Deputy Minister of Budget for the Democratic Republic of the Congo
- In office December 7, 2014 – January 2017

Personal details
- Born: Ernestine Nyoka Kayiba November 27, 1963 (age 62) Kinshasa, Democratic Republic of the Congo
- Education: University of Kinshasa
- Occupation: Lawyer

= Ernestine Nyoka =

Ernestine Nyoka Kayiba is a Congolese politician who served as Deputy Minister of Budget between 2014 and 2017.

== Biography ==
Nyoka was born in Kinshasa on November 27, 1963, but her family is from Dibaya, Kasai-Occidental. She speaks four languages; French, Lingala, Swahili, and Tshiluba.

After primary school in Limete and secondary school at the Royal Athenaeum of Bukavu, she obtained her state diploma in 1984. Nyoka continued her studies at the University of Kinshasa graduating with a law degree in 1994. Between 1995 and 1998, she worked as an intern at a law firm. She opened her own law office in 2007.

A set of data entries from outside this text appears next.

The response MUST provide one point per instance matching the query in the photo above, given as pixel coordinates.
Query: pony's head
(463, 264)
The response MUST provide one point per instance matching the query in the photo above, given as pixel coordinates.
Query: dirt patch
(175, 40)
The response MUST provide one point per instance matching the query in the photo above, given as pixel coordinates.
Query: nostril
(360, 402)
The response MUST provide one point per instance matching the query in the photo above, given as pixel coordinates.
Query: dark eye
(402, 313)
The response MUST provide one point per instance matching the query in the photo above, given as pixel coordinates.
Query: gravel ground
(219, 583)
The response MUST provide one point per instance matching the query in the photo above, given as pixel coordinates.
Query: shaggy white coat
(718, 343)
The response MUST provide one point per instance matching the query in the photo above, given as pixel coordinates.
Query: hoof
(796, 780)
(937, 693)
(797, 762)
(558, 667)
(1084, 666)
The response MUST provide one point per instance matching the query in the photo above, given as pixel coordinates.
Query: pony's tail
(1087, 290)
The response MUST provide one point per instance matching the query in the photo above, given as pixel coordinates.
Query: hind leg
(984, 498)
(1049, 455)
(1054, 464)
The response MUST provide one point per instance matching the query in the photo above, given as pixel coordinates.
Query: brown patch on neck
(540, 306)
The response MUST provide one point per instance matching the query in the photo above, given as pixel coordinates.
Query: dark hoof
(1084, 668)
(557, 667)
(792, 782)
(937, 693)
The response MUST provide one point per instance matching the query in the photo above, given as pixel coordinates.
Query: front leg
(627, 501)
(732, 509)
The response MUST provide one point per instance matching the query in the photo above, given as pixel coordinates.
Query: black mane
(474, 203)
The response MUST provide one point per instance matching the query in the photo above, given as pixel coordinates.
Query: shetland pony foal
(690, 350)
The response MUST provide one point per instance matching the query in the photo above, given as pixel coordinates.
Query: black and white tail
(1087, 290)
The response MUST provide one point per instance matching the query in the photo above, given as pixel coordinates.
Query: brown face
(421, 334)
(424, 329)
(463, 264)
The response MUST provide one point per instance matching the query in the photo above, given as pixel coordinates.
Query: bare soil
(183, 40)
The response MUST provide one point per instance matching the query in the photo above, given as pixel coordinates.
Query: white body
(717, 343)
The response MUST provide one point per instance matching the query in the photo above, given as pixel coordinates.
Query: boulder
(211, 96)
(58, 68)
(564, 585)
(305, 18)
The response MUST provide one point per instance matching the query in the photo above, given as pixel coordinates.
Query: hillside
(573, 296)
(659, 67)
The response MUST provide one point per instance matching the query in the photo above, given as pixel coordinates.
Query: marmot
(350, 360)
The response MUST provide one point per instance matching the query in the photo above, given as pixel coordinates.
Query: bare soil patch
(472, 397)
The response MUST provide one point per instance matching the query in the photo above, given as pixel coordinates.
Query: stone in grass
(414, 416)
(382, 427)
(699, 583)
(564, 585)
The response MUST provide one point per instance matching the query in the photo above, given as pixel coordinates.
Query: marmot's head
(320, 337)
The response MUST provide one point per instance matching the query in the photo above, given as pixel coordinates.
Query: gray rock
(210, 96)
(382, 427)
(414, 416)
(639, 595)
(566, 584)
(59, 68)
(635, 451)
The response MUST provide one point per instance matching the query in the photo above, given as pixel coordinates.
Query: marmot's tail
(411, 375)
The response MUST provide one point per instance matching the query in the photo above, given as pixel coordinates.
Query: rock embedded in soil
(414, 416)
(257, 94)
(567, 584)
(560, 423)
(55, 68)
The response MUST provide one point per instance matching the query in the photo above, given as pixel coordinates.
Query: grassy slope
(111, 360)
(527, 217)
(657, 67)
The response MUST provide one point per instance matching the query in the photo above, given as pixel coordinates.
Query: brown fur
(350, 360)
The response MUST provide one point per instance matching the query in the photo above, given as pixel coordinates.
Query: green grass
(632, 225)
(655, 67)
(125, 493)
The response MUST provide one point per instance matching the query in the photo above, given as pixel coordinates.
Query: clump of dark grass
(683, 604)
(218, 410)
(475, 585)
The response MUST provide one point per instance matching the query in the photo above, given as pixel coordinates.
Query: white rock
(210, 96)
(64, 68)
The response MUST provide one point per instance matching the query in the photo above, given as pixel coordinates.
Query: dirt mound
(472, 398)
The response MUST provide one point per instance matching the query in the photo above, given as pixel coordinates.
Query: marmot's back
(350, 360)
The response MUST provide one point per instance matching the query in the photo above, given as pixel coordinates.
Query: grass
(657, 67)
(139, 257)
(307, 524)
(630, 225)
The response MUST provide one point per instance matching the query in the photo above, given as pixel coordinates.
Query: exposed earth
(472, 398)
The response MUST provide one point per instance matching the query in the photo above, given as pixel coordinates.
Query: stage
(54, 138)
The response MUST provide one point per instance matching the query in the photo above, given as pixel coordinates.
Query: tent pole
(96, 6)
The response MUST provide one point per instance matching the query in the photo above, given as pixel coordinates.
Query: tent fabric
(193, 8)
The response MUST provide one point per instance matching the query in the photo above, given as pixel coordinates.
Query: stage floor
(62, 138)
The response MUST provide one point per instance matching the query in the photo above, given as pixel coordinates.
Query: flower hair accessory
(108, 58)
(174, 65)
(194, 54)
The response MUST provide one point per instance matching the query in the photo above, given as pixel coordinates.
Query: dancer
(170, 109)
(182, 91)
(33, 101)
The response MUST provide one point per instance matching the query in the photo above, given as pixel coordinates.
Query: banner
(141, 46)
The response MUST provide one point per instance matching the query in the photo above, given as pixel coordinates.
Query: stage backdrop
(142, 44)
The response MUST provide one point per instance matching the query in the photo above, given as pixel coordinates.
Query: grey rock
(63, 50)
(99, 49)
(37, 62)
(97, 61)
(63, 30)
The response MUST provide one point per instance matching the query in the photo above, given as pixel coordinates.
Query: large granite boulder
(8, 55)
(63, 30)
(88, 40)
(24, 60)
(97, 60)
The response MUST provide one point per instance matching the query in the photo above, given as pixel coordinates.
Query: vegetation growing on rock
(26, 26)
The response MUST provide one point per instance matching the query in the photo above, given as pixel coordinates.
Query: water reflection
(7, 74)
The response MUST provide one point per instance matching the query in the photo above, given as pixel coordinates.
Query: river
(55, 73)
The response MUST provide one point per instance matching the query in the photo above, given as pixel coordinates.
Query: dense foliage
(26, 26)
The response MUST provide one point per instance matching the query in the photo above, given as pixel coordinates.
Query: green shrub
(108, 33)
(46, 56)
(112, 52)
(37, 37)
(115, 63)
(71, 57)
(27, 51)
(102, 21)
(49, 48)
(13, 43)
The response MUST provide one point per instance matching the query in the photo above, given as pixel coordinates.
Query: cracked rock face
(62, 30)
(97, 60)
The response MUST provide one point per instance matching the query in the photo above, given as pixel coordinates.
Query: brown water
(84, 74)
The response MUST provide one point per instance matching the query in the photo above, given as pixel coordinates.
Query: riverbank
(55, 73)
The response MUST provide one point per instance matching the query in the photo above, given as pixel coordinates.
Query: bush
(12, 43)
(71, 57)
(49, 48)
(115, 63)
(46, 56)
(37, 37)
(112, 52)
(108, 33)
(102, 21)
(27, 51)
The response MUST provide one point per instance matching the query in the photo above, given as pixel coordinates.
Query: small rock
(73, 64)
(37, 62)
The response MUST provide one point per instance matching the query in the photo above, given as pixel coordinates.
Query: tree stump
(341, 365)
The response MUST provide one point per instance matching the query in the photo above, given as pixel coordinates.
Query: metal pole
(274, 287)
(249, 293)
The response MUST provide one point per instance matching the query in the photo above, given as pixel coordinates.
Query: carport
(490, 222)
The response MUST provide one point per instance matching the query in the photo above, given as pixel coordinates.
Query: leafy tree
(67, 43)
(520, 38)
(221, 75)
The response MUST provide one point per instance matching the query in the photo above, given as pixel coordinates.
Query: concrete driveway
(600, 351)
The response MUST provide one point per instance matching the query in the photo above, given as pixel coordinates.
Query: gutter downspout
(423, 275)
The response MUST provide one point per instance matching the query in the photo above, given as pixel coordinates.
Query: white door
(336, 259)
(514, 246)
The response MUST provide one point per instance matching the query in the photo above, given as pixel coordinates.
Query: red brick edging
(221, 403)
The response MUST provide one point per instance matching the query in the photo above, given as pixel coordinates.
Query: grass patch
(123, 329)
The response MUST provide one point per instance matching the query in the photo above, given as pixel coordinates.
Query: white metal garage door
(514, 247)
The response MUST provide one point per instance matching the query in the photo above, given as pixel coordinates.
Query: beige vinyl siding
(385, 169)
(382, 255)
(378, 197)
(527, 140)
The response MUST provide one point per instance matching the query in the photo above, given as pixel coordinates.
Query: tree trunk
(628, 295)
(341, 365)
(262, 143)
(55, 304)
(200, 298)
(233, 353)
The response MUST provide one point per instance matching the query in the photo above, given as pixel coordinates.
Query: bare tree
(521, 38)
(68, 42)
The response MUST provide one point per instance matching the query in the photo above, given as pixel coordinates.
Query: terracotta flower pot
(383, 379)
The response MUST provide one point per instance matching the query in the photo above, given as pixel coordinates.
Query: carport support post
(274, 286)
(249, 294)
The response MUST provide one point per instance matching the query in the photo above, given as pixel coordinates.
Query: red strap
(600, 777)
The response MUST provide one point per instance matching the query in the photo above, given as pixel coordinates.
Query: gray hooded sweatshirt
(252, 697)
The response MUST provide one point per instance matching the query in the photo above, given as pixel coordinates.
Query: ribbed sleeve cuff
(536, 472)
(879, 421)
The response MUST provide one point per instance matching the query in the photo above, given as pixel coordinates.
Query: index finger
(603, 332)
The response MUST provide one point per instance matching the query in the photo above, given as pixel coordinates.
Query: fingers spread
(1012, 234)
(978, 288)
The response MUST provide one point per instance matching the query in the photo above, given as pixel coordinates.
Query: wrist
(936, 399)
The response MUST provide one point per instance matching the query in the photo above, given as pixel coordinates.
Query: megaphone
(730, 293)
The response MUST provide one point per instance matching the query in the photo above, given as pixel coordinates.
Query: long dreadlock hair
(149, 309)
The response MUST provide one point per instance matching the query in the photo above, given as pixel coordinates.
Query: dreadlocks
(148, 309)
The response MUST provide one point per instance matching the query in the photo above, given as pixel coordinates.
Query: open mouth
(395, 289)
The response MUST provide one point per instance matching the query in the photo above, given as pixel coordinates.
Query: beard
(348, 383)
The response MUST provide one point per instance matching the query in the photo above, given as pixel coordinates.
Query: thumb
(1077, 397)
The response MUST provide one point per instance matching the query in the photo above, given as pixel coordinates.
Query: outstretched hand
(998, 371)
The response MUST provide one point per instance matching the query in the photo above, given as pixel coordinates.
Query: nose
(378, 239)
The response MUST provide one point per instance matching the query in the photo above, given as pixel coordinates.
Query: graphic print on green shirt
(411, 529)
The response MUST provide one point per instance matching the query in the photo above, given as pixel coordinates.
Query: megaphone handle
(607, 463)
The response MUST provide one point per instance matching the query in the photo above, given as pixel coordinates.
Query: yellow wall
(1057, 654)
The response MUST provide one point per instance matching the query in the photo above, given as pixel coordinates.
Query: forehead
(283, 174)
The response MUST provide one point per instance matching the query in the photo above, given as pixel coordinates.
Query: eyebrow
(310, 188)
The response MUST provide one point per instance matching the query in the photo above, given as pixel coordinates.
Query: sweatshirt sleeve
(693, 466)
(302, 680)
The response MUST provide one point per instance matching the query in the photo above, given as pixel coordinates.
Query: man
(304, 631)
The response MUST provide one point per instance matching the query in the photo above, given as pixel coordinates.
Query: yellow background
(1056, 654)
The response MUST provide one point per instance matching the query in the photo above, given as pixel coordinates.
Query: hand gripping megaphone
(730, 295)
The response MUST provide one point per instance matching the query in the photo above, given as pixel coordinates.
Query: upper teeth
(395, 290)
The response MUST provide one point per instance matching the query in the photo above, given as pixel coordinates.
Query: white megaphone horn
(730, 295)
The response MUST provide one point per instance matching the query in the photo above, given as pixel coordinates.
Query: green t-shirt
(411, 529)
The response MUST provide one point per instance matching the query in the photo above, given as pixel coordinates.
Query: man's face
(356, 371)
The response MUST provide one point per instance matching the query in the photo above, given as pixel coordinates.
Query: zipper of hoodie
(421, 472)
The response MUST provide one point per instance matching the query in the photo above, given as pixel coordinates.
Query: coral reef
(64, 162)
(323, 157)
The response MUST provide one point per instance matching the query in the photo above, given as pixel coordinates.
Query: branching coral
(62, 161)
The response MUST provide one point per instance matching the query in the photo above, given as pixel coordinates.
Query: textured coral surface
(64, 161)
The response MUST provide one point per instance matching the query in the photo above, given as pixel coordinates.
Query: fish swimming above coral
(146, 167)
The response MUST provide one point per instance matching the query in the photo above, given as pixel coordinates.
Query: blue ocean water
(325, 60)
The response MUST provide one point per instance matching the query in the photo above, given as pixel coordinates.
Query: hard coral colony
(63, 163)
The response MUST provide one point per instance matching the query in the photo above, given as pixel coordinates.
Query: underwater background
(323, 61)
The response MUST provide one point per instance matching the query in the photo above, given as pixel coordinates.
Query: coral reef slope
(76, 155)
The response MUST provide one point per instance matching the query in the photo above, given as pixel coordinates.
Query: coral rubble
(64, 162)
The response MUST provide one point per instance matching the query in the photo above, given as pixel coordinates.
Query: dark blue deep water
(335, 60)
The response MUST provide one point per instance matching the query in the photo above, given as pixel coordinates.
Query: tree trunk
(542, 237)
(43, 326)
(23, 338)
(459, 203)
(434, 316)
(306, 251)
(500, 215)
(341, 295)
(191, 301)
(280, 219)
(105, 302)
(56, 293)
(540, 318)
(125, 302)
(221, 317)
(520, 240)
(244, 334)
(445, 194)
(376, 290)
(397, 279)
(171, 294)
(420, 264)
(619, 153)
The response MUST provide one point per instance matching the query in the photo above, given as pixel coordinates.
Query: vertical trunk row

Nyoka is a member of the People's Party for Reconstruction and Democracy (PPRD), and held multiple low-level positions for the party. She was a candidate in 2011 for Lukunga District, but failed to be elected. On December 7, 2014, she was appointed Deputy Minister of the Budget under Michel Bongongo. She was dismissed from this position in January 2017.